A study published by MIT researchers suggests that the Earth could serve as an XXL beacon for projecting a laser thousands of light-years away.
If other forms of life are scattered somewhere in the Universe, which is totally unknown, scientists are desperate to attract them to Earth … at our peril. If the second degree is appropriate, the study made public by the famous MIT (Massachusetts Institute of Technology) is very serious. Researchers believe that laser technology could be transformed into a kind of planetary "porch light" powerful enough to capture attention far, far into the universe.
A beacon emitted up to 20,000 light-years
The author of the study published in The Astrophysical Journal, James Clark, believes that the beacon emitted from the Earth could attract attention at a distance of 20,000 light-years. In kilometers, it gives something like 18921462000000000000. Not the door next door, is not it?
To arrive at this estimate, this MIT aeronautics and astronautic graduate specifies that if a 1 to 2 megawatt laser were to be focused in a gigantic telescope of 30 to 45 meters, this one, directed towards the space, would produce a beam of infrared radiation powerful enough to distinguish itself from the sun.

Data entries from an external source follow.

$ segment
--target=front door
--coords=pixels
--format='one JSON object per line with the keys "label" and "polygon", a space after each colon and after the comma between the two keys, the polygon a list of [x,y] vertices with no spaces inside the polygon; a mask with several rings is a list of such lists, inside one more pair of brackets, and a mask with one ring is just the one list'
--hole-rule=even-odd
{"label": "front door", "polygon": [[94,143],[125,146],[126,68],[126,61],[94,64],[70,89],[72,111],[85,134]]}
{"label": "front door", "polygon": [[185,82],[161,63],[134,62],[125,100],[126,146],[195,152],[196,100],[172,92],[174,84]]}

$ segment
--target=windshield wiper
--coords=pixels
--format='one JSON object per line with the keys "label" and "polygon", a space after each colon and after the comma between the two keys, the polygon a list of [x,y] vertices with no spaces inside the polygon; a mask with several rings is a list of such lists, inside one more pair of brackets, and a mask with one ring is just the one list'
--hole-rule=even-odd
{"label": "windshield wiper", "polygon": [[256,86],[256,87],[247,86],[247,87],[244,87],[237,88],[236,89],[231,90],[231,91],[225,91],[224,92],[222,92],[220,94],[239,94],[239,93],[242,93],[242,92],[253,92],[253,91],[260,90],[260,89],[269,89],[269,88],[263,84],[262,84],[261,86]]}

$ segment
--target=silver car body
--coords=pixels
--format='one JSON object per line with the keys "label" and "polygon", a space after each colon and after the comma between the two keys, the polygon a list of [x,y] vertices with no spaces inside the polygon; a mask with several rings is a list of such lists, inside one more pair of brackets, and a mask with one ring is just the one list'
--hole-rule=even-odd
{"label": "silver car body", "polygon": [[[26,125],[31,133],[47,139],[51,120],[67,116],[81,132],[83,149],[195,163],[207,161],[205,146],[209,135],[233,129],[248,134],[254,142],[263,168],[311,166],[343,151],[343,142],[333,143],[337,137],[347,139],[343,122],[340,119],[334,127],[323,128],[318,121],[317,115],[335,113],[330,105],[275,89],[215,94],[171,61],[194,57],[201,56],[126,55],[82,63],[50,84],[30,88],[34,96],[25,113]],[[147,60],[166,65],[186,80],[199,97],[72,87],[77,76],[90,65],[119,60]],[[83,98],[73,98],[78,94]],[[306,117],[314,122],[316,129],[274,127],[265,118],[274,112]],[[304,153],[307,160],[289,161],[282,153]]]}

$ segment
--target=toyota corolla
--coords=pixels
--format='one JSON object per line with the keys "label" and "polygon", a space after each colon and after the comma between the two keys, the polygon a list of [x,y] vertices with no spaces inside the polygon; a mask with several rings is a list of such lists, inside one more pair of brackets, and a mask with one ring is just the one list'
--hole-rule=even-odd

MIT hopes that this signal can be detected by extraterrestrial astronomers, in which case the same laser could be used as messaging, in the form of Morse code-like pulses. And this idea excites Clark: "If we succeed […] to start communicating, we could send a message, at a transmission rate of a few hundred bits per second, which would arrive in a few years. "
The message to ET, it's really possible?
On the feasibility of such a project, James Clark is optimistic: "It would be an ambitious project, but not impossible. " The scientist plans to rely on existing technologies, such as lasers and telescopes, and others that can be developed in the short term.
Currently, two giant telescopes are under construction in Chile: the Giant Magellan, 24 meters; and the Extremely Large, 39 meters. However, such a beam would present security problems, especially for our eyes. It could also scramble all the cameras of a spaceship. AND … are you there?